When repeal came, it was not just with the support of those with a taste for alcohol, but also those who disliked and even hated it but could no longer ignore the dreadful consequences of a failed prohibition. They saw what most Americans still fail to see today: That a failed drug prohibition can cause greater harm than the drug it was intended to banish.

Consider the consequences of drug prohibition today: 500,000 people incarcerated in U.S. prisons and jails for nonviolent drug-law violations; 1.8 million drug arrests last year; tens of billions of taxpayer dollars expended annually to fund a drug war that 76% of Americans say has failed; millions now marked for life as former drug felons; many thousands dying each year from drug overdoses that have more to do with prohibitionist policies than the drugs themselves, and tens of thousands more needlessly infected with AIDS and Hepatitis C because those same policies undermine and block responsible public-health policies.

And look abroad. At Afghanistan, where a third or more of the national economy is both beneficiary and victim of the failed global drug prohibition regime. At Mexico, which makes Chicago under Al Capone look like a day in the park. And elsewhere in Latin America, where prohibition-related crime, violence and corruption undermine civil authority and public safety, and mindless drug eradication campaigns wreak environmental havoc.

All this, and much more, are the consequences not of drugs per se but of prohibitionist policies that have failed for too long and that can never succeed in an open society, given the lessons of history. Perhaps a totalitarian American could do better, but at what cost to our most fundamental values?

Why did our forebears wise up so quickly while Americans today still struggle with sorting out the consequences of drug misuse from those of drug prohibition?

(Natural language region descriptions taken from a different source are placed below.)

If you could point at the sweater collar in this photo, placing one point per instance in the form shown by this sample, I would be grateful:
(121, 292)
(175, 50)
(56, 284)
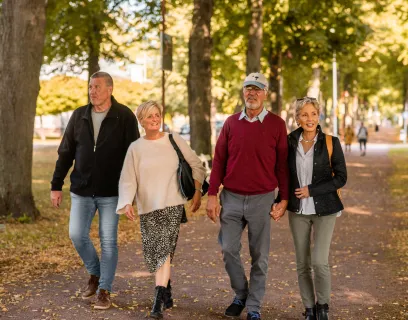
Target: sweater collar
(259, 117)
(112, 113)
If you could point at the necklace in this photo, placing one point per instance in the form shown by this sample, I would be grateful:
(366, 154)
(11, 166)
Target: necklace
(308, 140)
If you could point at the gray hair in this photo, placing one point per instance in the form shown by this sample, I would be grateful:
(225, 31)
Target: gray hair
(104, 75)
(146, 107)
(300, 103)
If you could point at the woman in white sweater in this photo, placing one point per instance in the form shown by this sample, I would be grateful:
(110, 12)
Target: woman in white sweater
(149, 177)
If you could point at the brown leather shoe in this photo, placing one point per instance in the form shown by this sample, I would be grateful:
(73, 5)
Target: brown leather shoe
(103, 300)
(92, 287)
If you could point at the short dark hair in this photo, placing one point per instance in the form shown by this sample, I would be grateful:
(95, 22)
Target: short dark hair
(105, 75)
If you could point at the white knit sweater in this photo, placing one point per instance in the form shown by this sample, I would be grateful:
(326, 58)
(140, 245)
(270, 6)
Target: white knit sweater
(149, 174)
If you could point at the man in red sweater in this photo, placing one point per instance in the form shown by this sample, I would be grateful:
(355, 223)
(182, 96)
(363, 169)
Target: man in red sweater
(250, 162)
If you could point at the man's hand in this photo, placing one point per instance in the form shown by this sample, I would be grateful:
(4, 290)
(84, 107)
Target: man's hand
(130, 212)
(302, 193)
(213, 208)
(278, 210)
(196, 201)
(56, 198)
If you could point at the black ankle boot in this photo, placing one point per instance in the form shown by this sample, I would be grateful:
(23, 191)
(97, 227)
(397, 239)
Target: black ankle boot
(157, 309)
(310, 314)
(167, 299)
(322, 311)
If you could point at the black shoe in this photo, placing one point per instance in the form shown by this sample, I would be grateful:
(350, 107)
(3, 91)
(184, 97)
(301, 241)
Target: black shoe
(167, 299)
(253, 316)
(235, 308)
(157, 309)
(310, 314)
(322, 311)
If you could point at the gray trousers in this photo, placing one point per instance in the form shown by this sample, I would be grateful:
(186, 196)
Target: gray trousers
(237, 212)
(316, 259)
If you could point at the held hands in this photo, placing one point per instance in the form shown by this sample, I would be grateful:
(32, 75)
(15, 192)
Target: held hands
(213, 208)
(278, 210)
(130, 212)
(196, 201)
(56, 198)
(302, 193)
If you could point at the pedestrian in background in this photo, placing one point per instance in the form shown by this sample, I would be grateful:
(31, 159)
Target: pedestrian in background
(348, 138)
(362, 137)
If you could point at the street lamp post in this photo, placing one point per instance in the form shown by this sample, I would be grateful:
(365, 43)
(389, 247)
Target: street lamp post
(335, 131)
(405, 117)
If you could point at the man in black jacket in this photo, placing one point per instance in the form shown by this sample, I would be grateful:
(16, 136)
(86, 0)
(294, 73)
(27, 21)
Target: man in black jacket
(97, 138)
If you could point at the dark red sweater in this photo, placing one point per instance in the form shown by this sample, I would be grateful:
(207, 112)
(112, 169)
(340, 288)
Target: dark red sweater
(251, 157)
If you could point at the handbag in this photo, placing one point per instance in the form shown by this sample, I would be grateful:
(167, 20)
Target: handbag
(185, 177)
(329, 145)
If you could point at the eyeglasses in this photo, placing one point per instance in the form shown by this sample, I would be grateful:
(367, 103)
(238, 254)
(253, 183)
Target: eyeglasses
(254, 89)
(304, 98)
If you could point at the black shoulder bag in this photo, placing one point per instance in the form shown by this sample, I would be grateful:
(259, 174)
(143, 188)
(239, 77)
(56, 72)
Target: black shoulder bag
(185, 177)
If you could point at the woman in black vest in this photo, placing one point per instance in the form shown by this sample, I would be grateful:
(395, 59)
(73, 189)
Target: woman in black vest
(314, 204)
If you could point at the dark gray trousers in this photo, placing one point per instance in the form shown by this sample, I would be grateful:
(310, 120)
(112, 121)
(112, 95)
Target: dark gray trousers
(316, 258)
(239, 211)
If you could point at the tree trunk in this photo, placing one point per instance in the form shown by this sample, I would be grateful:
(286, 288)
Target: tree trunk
(254, 37)
(254, 51)
(199, 77)
(95, 40)
(275, 65)
(22, 34)
(314, 89)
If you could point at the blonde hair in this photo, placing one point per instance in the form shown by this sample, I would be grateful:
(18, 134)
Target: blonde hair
(146, 107)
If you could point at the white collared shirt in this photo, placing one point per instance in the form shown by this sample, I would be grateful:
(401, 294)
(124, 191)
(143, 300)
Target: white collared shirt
(304, 168)
(259, 117)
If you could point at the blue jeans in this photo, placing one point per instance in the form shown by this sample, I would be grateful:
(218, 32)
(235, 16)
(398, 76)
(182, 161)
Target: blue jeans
(83, 210)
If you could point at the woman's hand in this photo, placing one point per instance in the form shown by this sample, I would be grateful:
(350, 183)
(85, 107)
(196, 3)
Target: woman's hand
(196, 201)
(130, 213)
(302, 193)
(278, 210)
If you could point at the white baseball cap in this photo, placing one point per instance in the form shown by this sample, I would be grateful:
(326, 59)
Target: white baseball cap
(256, 79)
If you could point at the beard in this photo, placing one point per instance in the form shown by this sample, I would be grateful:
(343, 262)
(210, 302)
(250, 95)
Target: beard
(252, 105)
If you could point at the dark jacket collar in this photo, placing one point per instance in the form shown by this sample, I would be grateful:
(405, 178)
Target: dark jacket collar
(112, 113)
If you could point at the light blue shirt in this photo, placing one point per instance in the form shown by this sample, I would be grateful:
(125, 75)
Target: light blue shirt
(259, 117)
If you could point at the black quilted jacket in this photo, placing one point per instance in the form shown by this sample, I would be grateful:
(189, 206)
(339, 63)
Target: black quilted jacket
(324, 185)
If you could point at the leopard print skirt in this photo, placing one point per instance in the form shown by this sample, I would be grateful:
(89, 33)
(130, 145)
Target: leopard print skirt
(160, 229)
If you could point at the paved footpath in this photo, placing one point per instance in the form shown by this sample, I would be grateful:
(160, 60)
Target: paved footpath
(364, 273)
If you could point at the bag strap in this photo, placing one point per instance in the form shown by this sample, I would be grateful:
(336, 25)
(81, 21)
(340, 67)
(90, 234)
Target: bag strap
(175, 146)
(329, 145)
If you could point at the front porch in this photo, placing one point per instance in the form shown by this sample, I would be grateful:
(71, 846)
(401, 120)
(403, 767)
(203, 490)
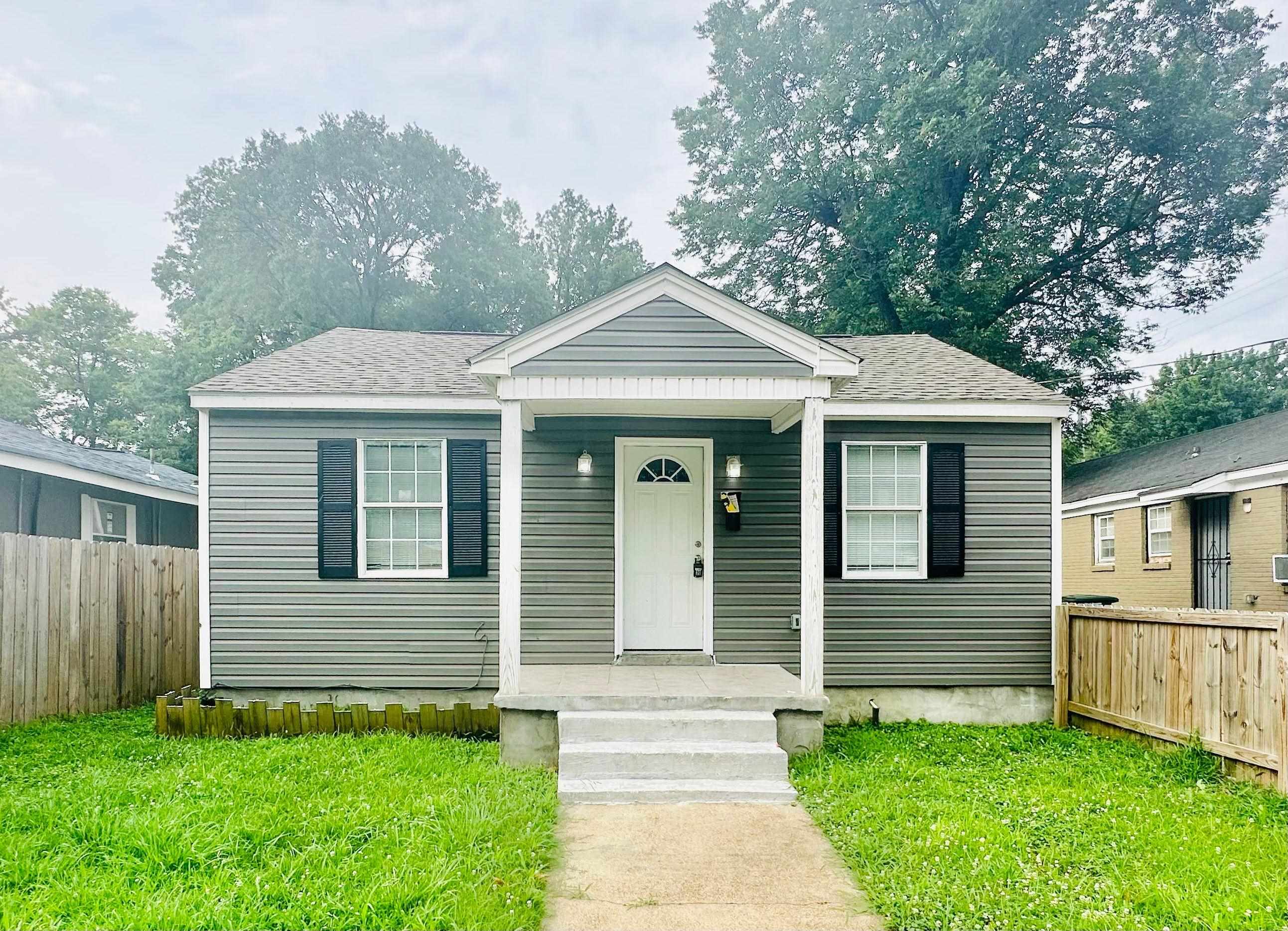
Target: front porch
(709, 703)
(741, 687)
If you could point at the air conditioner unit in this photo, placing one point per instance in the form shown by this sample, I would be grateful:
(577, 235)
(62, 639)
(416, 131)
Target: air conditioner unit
(1280, 568)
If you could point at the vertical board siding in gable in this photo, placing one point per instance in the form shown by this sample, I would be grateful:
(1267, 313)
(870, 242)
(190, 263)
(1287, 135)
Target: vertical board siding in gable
(275, 622)
(664, 338)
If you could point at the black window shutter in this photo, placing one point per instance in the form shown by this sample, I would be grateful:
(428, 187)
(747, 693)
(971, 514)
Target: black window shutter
(833, 510)
(467, 508)
(338, 509)
(946, 514)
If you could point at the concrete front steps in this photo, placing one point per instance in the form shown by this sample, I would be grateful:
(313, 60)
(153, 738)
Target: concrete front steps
(672, 756)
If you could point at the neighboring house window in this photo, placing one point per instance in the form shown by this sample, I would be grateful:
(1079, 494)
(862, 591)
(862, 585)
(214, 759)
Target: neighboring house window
(402, 516)
(107, 522)
(1104, 538)
(883, 498)
(1158, 523)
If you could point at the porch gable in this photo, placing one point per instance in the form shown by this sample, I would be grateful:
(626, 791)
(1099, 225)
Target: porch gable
(664, 338)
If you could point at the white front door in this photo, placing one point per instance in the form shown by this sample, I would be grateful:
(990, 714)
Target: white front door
(662, 531)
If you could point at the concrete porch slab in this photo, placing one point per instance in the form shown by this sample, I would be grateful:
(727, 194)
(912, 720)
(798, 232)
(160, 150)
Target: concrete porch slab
(659, 688)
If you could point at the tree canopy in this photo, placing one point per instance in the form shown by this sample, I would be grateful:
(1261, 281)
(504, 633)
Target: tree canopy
(79, 355)
(586, 250)
(349, 225)
(1010, 175)
(1197, 393)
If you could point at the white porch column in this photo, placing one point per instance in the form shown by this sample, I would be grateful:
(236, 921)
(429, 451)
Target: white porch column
(512, 540)
(812, 547)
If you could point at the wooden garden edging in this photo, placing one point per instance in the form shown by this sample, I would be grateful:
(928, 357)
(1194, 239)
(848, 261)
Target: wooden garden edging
(1168, 674)
(182, 714)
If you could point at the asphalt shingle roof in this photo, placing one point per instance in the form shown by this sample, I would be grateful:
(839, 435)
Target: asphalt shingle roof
(1175, 463)
(917, 368)
(347, 361)
(23, 441)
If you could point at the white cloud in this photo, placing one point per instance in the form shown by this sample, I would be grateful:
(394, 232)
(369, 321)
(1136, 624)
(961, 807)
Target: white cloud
(17, 95)
(71, 88)
(84, 131)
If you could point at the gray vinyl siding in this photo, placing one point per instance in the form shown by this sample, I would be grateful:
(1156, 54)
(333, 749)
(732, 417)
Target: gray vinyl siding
(664, 338)
(275, 622)
(994, 625)
(988, 628)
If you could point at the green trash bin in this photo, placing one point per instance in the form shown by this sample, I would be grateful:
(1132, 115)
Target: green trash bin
(1090, 599)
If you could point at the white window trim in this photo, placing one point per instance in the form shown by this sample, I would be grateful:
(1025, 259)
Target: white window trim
(847, 572)
(1149, 533)
(364, 572)
(88, 507)
(1098, 537)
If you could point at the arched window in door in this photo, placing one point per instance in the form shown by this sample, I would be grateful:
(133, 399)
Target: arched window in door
(662, 469)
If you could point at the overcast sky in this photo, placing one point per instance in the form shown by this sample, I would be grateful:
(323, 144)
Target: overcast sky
(106, 109)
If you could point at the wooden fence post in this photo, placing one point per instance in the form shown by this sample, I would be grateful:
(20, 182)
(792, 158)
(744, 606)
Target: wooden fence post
(1280, 683)
(1062, 667)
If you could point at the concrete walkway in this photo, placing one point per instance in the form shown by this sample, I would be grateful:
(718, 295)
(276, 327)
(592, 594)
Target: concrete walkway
(682, 867)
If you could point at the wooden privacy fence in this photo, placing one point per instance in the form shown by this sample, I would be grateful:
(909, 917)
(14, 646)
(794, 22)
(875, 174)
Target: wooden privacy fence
(1170, 674)
(93, 626)
(179, 714)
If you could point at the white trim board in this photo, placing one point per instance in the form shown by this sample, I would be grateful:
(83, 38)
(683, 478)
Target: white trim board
(737, 388)
(92, 478)
(204, 546)
(709, 575)
(1056, 531)
(945, 410)
(274, 401)
(668, 281)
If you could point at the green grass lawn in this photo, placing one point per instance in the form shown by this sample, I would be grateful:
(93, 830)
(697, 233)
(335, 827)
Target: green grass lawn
(957, 827)
(104, 824)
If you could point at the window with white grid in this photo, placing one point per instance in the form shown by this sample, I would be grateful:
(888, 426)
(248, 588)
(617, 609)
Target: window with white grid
(1158, 525)
(884, 499)
(1104, 538)
(402, 499)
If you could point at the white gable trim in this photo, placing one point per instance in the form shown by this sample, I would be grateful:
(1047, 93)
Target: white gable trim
(826, 360)
(272, 401)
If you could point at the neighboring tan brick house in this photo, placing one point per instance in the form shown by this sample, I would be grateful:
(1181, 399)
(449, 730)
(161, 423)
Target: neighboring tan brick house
(1188, 523)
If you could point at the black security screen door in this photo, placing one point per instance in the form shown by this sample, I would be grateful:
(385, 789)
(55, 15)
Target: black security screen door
(1212, 553)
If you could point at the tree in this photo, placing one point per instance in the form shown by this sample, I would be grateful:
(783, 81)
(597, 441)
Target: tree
(82, 352)
(351, 225)
(588, 252)
(18, 397)
(1009, 175)
(1194, 395)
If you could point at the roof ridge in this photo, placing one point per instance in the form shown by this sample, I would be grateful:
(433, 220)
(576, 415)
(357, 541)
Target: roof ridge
(1175, 439)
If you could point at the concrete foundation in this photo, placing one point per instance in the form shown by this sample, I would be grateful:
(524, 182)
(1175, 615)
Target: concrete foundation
(347, 696)
(800, 732)
(530, 738)
(955, 705)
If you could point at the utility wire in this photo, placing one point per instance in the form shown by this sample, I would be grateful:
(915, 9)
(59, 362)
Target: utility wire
(1172, 362)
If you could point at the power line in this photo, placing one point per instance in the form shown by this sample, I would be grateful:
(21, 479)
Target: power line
(1172, 362)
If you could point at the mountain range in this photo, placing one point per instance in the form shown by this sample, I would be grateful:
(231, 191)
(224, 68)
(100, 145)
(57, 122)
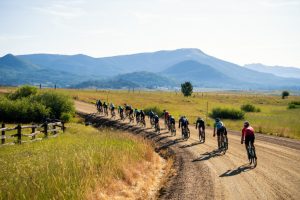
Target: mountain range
(288, 72)
(145, 70)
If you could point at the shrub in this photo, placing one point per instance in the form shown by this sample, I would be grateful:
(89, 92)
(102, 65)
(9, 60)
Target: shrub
(249, 108)
(285, 94)
(155, 109)
(57, 103)
(294, 105)
(22, 110)
(227, 113)
(187, 89)
(24, 91)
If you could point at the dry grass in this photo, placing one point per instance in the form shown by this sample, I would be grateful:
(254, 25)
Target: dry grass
(274, 117)
(81, 163)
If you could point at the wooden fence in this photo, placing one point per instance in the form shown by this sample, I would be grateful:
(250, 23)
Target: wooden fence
(45, 128)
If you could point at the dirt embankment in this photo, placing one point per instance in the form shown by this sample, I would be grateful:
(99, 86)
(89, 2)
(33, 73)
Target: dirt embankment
(203, 173)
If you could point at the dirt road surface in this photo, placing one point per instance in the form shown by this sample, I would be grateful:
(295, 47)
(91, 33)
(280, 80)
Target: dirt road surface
(204, 173)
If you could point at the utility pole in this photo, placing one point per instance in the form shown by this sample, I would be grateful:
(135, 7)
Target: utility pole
(206, 111)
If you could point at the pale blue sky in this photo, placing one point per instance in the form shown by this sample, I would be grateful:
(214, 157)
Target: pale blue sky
(240, 31)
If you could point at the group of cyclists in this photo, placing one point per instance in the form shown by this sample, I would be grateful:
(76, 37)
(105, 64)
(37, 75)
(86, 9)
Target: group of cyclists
(220, 130)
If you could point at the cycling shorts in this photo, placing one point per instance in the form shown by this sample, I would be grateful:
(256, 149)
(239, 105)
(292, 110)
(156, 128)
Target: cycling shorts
(249, 138)
(221, 131)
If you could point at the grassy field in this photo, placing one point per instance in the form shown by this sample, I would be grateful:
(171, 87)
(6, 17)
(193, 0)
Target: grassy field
(274, 118)
(72, 165)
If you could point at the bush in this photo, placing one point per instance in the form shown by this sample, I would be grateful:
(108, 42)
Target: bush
(155, 109)
(57, 103)
(22, 110)
(24, 91)
(187, 89)
(26, 105)
(249, 108)
(294, 105)
(227, 113)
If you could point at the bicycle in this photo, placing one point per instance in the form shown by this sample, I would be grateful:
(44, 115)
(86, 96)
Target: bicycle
(143, 122)
(105, 112)
(185, 133)
(113, 114)
(131, 118)
(173, 130)
(152, 122)
(201, 135)
(100, 110)
(138, 120)
(122, 116)
(252, 154)
(157, 128)
(224, 143)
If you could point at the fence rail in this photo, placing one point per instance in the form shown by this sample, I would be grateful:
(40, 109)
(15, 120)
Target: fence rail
(45, 128)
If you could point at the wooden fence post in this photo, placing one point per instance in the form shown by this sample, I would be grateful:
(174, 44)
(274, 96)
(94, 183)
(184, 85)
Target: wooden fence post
(33, 131)
(63, 126)
(3, 135)
(46, 129)
(19, 133)
(54, 132)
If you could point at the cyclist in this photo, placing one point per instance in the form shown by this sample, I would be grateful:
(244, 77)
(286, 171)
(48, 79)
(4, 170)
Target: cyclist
(127, 109)
(156, 123)
(200, 124)
(220, 129)
(112, 110)
(105, 106)
(131, 117)
(248, 136)
(143, 117)
(172, 122)
(166, 118)
(137, 114)
(121, 112)
(183, 123)
(151, 116)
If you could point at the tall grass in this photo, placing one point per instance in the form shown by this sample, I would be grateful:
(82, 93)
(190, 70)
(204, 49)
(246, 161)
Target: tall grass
(71, 165)
(274, 117)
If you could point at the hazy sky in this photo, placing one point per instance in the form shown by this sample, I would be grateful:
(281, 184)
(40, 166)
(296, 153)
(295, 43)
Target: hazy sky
(240, 31)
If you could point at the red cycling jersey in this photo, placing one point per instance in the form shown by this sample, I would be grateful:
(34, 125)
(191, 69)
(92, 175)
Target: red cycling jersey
(247, 131)
(166, 115)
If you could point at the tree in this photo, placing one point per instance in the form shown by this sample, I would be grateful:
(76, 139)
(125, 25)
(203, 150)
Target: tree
(285, 94)
(186, 89)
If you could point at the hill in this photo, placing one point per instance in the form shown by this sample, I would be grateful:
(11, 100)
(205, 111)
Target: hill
(15, 71)
(202, 69)
(130, 80)
(288, 72)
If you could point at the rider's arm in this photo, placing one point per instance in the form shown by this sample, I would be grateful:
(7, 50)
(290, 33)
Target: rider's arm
(243, 135)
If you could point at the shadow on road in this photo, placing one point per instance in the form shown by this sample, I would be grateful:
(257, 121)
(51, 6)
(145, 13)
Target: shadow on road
(208, 155)
(168, 144)
(190, 145)
(240, 169)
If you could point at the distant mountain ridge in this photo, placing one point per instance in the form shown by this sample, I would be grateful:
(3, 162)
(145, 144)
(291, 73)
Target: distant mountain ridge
(172, 66)
(287, 72)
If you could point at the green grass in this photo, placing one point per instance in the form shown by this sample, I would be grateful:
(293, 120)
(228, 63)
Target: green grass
(274, 117)
(67, 167)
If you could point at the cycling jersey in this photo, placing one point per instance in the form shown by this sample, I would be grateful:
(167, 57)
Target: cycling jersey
(142, 114)
(200, 124)
(172, 120)
(156, 119)
(218, 125)
(166, 115)
(249, 131)
(183, 122)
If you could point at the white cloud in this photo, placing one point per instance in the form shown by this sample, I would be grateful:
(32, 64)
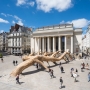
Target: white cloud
(62, 22)
(31, 3)
(25, 2)
(17, 18)
(48, 5)
(4, 14)
(1, 31)
(80, 23)
(20, 22)
(10, 15)
(13, 22)
(21, 2)
(3, 21)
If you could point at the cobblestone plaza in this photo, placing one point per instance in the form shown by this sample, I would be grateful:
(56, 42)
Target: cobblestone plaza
(33, 79)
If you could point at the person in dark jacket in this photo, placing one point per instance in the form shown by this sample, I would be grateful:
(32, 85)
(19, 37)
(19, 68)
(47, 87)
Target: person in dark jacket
(61, 82)
(13, 62)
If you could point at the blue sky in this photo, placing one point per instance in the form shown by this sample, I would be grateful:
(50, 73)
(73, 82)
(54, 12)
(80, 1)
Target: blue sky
(38, 13)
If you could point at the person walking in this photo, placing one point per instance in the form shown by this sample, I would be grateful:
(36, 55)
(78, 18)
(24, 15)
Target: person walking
(72, 69)
(61, 82)
(77, 72)
(2, 60)
(13, 62)
(61, 69)
(87, 66)
(16, 62)
(88, 76)
(17, 79)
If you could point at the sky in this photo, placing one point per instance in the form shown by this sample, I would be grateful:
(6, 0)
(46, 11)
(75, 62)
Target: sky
(39, 13)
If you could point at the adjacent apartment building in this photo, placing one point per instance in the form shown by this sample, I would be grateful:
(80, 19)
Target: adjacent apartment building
(3, 41)
(19, 39)
(86, 41)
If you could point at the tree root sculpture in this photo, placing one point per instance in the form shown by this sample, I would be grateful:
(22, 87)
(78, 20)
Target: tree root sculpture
(36, 59)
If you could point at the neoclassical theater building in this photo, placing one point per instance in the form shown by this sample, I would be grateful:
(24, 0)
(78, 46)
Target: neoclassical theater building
(57, 37)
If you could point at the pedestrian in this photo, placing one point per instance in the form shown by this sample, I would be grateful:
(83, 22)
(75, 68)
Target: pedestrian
(52, 75)
(37, 66)
(75, 76)
(60, 63)
(72, 69)
(61, 69)
(16, 62)
(13, 62)
(77, 72)
(88, 76)
(83, 64)
(2, 59)
(17, 79)
(87, 66)
(61, 82)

It’s not because alcohol is any less dangerous than the drugs that are banned today. Marijuana, by comparison, is relatively harmless: little association with violent behavior, no chance of dying from an overdose, and not nearly as dangerous as alcohol if one misuses it or becomes addicted. Most of heroin’s dangers are more a consequence of its prohibition than the drug’s distinctive properties. That’s why 70% of Swiss voters approved a referendum this past weekend endorsing the government’s provision of pharmaceutical heroin to addicts who could not quit their addictions by other means. It is also why a growing number of other countries, including Canada, are doing likewise.